A new interventional radiology treatment that utilizes intra-arterial yttrium-90 (Y-90) microspheres may prolong the lives of many patients with hepatocellular carcinoma. New data presented at the Society of Interventional Radiology's 35th annual scientific meeting showed this approach may extend life for the more than three fourths of hepatocellular carcinoma patients who are not eligible for surgery.

"This is encouraging news for liver cancer patients, especially those who have blockage in the portal vein. While patients aren't cured, their lives are being extended and their quality of life is improving with Y-90 microsphere treatment," said study investigator Riad Salem, MD, MBA, who is director of interventional oncology at North\western Memorial Hospital, Chicago. "This is a unique interventional radiology treatment, which combines the radioactive isotope Y-90 into microspheres that deliver radiation directly to a tumor. It is a particularly elegant way to give patients a cancer treatment that doesn't harm the healthy cells. Patients don't feel sick or have any of the side effects that happen with standard cancer treatments."

Combining the radioactive isotope Y-90 into microspheres to deliver radiation directly to a tumor allows for a higher, local dose of radiation to be used without subjecting healthy tissue in the body to the radiation. Each microsphere is about the size of five red blood cells in width. These beads are injected through a catheter from the groin into the liver artery supplying the tumor. The beads become lodged within the tumor vessels, where they exert their local radiation, causing cell death. Y-90 radiates from within and, because it is administered via the hepatic artery, it can be viewed as "internal" radiation, Salem explained.
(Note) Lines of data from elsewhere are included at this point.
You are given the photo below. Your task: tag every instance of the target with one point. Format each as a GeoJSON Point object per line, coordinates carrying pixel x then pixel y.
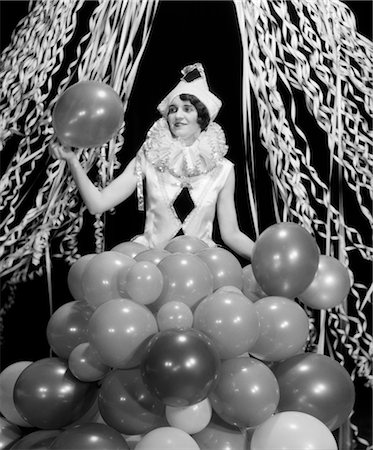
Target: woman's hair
{"type": "Point", "coordinates": [202, 112]}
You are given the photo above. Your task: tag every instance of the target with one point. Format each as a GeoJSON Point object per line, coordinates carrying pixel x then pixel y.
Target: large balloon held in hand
{"type": "Point", "coordinates": [292, 431]}
{"type": "Point", "coordinates": [180, 367]}
{"type": "Point", "coordinates": [87, 114]}
{"type": "Point", "coordinates": [285, 259]}
{"type": "Point", "coordinates": [317, 385]}
{"type": "Point", "coordinates": [329, 287]}
{"type": "Point", "coordinates": [48, 396]}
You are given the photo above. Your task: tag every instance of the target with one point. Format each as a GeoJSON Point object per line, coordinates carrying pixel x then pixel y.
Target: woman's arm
{"type": "Point", "coordinates": [98, 201]}
{"type": "Point", "coordinates": [227, 218]}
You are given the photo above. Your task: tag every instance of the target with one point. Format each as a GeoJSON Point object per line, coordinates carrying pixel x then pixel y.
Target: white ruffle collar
{"type": "Point", "coordinates": [169, 154]}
Y-90 treatment is approved by the US Food and Drug Administration for the treatment of unresectable hepatocellular carcinoma.

He presented data from a study involving 291 patients with hepatocellular carcinoma, all of whom were treated with intra-arterial Y-90 microspheres as part of a single-center prospective study. The researchers administered 526 Y-90 treatments (average, 1.8 per patient). They reviewed 1250 scans to assess response and time to progression. Survival by stage also was assessed. Overall, time to progression was 7.9 months. Salem said that, in oncologic standards for this disease, these were extremely promising findings.

The survival times differed by the cancer staging system used: Child-Pugh A (17.2 months), Child-Pugh B (7.7 months), and Barcelona Clinic Liver Cancer staging (A, 26.9 months; B, 17.2 months). Toxicities included fatigue (57%), transient pain (23%), nausea/vomiting (20%), and bilirubin toxicity (5%).

"We take the approach that this is definitive therapy," said Salem in an interview with The Oncology Pharmacist. "The trend is to move away from external beam and move to this kind of therapy for the liver, given the significant advantages and the limitations of external beam."

He noted that liver cancer treatment options are limited. Although surgical removal of liver tumors offers the best cancer for a cure, it is not possible for more than three fourths of primary liver cancer patients. Liver tumors are often inoperable because the tumor may be too large or may have grown into major blood vessels or other vital structures. Sometimes many small tumors are spread throughout the liver, making surgery too risky or impractical, Salem explained. Historically, chemotherapy drugs and external radiation therapy have been ineffective at curing inoperable liver cancer.

"These are early promising results. This information can be used to design future Y-90 trials and to describe Y-90 as a potential treatment option to liver cancer patients," Salem said. He noted that this approach adds to interventional radiology's nonsurgical advances for liver cancer, which in clude delivering chemotherapy directly to the affected organ (chemo embolization), killing the tumor with heat (radiofrequency ablation), or freezing the tumor (cryoablation) to treat cancer locally.